What If I Titled All My Substack Letters, Like, "On The Exquisitely Fragile Art Of Living" Or Something
JK, but this one is called: On Baring Your Soul On Substack.com For Absolutely No Reason To An Audience 6 Followers, One Whom Is You, Jewel
A long time ago, in college, I read the Joan Didion essay “On Self Respect.” I was at almost the exact point in college that Didion (I’m going to call her Didion) was writing about—the fall of senior year, when she found out that she hadn’t gotten into the ostensibly prestigious honors society Phi Beta Kappa [NOTE: Phi Beta Kappa is basically a list of college seniors who have high GPAs]. This failure shattered her (Didion’s) sense that she was special and talented, and that achievements would come as easily to her in the adult world as they had in her childhood.
My reaction to the essay at the time was, I guess it’s nice that Joan Didion decided to stop relying on external validation, but she’s gotta be pretty stupid if she didn’t get into Phi Beta Kappa. And not too long after, I did get into Phi Beta Kappa, which made me go like, Whew, okay, I still don’t 100% “get” what Phi Beta Kappa “is,” but I’m relieved I made it in, unlike Joan Didion, who I guess is an actual fucking idiot compared to me, a college senior with a high GPA.
The reason I mention all this, other than to brag about being in Phi Beta Kappa to my six subscribers one of whom is me, is that I am thinking about the lesson of self respect that I willfully ignored when I first read (Joan) Didion’s essay. Especially as it relates to writing, which is actually what I am sitting and doing right now.
I am always looking for tips and tricks for being a writer without going permanently insane. The problem is that I still, to this very day, have a severe perfectionism issue, which I think is common for writers, and which some seem to have solved by either acting extremely weird or dying. Personally, I have not found away around it, and sometimes I spend what many would consider too much time ruminating on what to write about and what medium to write it in, or worse, trying to get “in character” as a friend or acquaintance in order to figure out what that person might say about I write once I actually do write it. This is a kind of behavior that psychiatrists have termed “annoying,” and is not the type of thing a carefree artist engages in. FYI when I say “carefree artist” I am involuntarily picturing Willy Wonka. I hope that gives you a sense of what I think someone who is not a perfectionist is like.

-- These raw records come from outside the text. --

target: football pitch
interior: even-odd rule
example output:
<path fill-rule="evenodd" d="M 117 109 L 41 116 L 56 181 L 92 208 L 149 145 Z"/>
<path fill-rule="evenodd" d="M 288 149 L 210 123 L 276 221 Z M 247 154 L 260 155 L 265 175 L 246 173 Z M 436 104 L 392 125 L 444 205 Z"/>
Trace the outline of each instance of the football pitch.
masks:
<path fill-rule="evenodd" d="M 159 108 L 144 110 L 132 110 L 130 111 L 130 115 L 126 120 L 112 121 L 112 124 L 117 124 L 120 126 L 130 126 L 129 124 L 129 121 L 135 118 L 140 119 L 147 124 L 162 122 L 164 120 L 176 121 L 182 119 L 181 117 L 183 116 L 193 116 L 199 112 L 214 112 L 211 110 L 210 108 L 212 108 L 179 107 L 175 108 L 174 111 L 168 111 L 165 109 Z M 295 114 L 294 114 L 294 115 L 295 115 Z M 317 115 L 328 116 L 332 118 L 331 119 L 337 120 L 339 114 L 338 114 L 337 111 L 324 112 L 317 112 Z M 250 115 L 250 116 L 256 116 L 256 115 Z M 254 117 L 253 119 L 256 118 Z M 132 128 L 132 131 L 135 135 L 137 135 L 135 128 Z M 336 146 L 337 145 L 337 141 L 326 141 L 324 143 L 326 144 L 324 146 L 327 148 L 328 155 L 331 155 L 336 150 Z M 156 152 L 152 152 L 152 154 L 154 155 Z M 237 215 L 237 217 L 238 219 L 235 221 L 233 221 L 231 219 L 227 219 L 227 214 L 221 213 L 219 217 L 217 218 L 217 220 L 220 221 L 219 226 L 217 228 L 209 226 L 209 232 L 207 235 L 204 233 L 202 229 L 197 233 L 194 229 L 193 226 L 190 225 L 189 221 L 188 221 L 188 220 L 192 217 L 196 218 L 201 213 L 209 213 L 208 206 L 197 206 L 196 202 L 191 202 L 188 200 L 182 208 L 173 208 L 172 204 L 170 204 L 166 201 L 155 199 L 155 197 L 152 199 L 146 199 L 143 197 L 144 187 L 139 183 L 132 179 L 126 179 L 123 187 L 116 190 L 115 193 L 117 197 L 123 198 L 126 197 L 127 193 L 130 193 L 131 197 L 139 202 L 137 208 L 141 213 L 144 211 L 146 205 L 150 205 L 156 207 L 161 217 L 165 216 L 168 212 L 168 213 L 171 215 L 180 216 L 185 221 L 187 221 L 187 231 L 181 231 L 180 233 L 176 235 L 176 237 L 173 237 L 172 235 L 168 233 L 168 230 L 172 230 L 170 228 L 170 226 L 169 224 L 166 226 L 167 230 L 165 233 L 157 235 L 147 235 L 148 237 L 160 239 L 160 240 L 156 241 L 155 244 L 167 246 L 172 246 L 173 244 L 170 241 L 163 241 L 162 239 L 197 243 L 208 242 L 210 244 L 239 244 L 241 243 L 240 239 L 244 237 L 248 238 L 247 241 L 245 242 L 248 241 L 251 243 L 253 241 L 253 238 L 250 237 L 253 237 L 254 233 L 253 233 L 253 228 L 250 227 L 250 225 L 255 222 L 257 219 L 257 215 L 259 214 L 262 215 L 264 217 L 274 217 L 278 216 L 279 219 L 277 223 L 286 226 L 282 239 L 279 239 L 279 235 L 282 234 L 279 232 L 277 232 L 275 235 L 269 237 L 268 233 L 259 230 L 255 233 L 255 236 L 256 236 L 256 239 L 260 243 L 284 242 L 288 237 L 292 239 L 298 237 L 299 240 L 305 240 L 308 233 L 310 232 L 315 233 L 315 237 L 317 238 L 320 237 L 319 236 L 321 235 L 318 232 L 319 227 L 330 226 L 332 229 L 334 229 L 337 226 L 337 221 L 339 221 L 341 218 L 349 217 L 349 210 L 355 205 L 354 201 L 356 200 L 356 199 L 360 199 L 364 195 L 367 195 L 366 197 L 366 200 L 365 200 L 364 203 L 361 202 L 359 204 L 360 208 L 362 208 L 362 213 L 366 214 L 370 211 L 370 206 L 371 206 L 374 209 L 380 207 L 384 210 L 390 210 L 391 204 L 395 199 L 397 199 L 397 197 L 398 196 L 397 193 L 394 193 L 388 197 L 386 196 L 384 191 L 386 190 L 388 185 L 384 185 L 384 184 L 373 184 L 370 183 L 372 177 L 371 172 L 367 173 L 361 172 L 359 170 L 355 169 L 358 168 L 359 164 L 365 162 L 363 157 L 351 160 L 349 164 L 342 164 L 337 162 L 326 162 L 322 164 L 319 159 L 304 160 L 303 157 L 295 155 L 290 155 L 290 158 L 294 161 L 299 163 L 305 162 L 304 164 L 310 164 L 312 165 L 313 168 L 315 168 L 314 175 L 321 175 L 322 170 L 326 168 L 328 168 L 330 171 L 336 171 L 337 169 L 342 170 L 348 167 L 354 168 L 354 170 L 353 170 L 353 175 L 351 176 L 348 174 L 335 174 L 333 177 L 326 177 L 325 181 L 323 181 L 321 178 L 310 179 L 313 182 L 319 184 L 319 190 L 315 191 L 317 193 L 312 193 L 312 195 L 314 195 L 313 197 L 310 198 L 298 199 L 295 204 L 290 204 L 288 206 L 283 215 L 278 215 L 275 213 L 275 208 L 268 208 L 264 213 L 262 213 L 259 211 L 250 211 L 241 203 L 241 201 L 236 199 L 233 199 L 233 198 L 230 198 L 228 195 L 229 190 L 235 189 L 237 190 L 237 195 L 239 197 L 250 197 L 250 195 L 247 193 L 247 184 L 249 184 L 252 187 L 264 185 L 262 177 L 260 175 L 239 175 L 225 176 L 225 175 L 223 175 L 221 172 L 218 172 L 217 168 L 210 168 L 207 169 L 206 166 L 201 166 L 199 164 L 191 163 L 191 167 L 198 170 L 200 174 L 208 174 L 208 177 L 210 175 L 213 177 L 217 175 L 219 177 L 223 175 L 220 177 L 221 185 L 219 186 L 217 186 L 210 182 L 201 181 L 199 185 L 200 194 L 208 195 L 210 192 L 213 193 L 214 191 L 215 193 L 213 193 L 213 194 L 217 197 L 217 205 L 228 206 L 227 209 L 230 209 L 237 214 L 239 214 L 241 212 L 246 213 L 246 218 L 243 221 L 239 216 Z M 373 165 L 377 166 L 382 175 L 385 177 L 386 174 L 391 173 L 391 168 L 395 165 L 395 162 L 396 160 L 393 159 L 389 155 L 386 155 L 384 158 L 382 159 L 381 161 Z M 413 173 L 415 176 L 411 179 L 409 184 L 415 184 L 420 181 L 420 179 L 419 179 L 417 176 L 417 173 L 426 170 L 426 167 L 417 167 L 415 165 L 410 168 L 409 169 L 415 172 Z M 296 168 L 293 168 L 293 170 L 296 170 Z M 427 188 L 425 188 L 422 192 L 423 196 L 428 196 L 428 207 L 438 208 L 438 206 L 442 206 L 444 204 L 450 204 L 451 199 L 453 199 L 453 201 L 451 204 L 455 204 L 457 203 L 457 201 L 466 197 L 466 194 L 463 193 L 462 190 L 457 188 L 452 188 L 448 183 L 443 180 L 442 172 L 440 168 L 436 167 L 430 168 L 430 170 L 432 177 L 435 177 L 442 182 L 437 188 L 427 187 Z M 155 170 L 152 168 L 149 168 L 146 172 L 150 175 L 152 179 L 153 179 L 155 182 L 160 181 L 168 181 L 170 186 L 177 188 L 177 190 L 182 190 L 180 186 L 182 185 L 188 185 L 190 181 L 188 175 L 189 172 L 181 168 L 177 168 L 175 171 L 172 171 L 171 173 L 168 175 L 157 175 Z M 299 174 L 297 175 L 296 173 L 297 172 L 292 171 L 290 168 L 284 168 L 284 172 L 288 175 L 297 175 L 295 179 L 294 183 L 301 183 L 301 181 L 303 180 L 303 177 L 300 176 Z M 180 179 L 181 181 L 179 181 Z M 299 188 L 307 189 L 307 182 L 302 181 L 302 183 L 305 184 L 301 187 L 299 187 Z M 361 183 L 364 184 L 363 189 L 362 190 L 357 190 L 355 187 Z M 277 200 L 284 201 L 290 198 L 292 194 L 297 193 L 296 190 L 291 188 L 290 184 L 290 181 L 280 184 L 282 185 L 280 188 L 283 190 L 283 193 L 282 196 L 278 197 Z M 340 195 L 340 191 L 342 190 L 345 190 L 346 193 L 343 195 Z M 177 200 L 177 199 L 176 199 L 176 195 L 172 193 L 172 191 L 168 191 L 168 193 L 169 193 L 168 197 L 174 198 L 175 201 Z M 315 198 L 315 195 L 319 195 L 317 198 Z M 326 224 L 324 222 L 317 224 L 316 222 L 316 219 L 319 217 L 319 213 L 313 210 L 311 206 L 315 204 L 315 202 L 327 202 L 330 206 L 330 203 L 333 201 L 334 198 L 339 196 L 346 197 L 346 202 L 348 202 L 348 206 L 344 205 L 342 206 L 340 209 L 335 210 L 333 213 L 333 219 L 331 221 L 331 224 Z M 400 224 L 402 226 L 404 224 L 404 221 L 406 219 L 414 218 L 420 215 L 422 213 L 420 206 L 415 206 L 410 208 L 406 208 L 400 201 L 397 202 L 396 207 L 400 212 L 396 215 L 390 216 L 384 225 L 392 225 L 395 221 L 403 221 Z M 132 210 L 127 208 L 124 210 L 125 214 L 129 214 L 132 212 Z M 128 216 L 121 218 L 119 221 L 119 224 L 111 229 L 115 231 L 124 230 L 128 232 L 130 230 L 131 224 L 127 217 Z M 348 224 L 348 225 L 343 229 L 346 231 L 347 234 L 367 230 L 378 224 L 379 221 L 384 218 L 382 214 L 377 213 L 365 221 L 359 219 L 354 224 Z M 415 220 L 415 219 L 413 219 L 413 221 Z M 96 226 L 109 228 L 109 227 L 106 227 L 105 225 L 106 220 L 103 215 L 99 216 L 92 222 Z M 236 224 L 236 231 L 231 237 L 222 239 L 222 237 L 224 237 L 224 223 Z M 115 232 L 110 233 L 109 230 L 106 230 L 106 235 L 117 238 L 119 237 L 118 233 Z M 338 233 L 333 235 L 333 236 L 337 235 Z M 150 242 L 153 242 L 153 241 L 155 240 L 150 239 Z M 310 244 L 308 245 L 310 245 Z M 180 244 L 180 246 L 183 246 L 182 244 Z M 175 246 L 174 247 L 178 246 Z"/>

The World Wide Web is an amazing place where you can post content that strangers will then tear down in the cruelest and most public ways possible. I am tired of giving in to the compulsion to present a bulletproof facade of “being awesome” online, and that’s why I am doing the opposite, which for me involves writing a casual newsletter and blasting it directly into the email inboxes of 5-10 people, only some of whom I know personally. One perceived “flaw” in this newsletter might be that I invoked an essay by Joan Didion up top and really did not delve into its content much at all. And like all flaws, that is one of the things about it that people are like “Aww, no, I actually think that’s really cute.”
In conclusion, if you are thinking “Your Substack letter was annoying and it made me want to come to your house and kill you,” I welcome that. It is such a rewarding experience to write something that people may either like or dislike or feel absolutely nothing towards, and it is my honor to do so on this Thursday evening. In the name of Joan Didion’s #SelfRespectNation, rock ON and self respect UP!!!!